Source: Zero Hedge
Just three days after Turkish warplanes killed at least 20 US-backed Kurdish fighters along the Turkey-Syria border as well as several Kurdish peshmerga troops on Mount Sinjar in northwestern Iraq, footage posted by Syrian activists showed the US has deployed troops and APCs in the contested region, in a move that could potentially drag the US in a conflict where it already finds itself mediating between two so-called US ally forces in the proxy war against Syria.
— Tarache César (@TaracheCabarte) April 28, 2017
The Turkish airstrikes also wounded 18 members of the U.S.-backed People’s Protection Units, or Y.P.G., were criticized by both the U.S. and Russia. The YPG is a close U.S. ally in the theatrical fight against the Islamic State (whose real purpose is destabilizing the Assad regime); it is seen by Ankara as a terrorist group because of its ties to Turkey’s Kurdish rebels. The problem is that Turkey is also an ally of the US, although over the past two years relations between Turkey and all western NATO allies have deteriorated substantially for numerous familiar, and extensively discussed in the past, reasons.
On one hand, further clashes between Turkish and Kurdish forces in Syria could potentially undermine the U.S.-led war on the Islamic State group. On the other, it risks taking an already unstable situation in Syria and escalating it substantially, should Turkey again find itself invading Turkey and/or Iraq.
Which is why the US appears to have deployed troops along the border: to serve as a deterrent to further Turkish attacks.
A senior Kurdish official, Ilham Ahmad told The Associated Press that American forces began carrying out patrols along the border Thursday along with reconnaissance flights in the area. She said the deployment was in principle temporary, but may become more permanent. Another Kurdish activist said the deployment is ongoing, adding that it stretches from the Iraqi border to areas past Darbasiyah in the largely Kurdish part of eastern Syria.
“The U.S. role has now become more like a buffer force between us and the Turks on all front lines,” he said. He said U.S. forces will also deploy as a separation force in areas where the Turkish-backed Syrian fighting forces and the Kurdish forces meet.
As noted above, the US intervention is meant to send a “a message of reassurance for the Kurds and almost a warning message” to the Turks, he said.

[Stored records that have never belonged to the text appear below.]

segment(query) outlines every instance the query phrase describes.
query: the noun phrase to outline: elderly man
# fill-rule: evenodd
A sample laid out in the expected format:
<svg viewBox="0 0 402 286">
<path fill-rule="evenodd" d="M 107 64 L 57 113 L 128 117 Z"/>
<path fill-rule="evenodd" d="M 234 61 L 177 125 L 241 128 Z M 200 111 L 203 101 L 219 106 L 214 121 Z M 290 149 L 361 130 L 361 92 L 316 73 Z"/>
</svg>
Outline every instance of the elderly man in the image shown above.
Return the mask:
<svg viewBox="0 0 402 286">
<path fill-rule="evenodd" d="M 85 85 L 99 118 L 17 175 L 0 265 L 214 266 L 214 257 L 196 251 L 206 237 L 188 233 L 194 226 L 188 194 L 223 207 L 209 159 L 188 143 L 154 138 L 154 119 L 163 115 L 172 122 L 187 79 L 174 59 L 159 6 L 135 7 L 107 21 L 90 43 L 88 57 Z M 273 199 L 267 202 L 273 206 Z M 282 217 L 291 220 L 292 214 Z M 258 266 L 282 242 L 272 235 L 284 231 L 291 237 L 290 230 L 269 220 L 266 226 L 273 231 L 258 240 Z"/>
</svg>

Navy Capt. Jeff Davis, a Pentagon spokesman, did not dispute that U.S. troops are operating with elements of the Syrian Democratic Forces (SDF) along the Turkish border, but he would not get into specifics. The SDF is a Kurdish-dominated alliance fighting IS that includes Arab fighters.
“We have U.S. forces that are there throughout the entirety of northern Syria that operate with our Syrian Democratic Force partners,” Davis said. “The border is among the areas where they operate.” He said the U.S. wants the SDF to focus on liberating the IS-held town of Tabqa and the extremist group’s de facto capital, Raqqa, “and not be drawn into conflicts elsewhere.”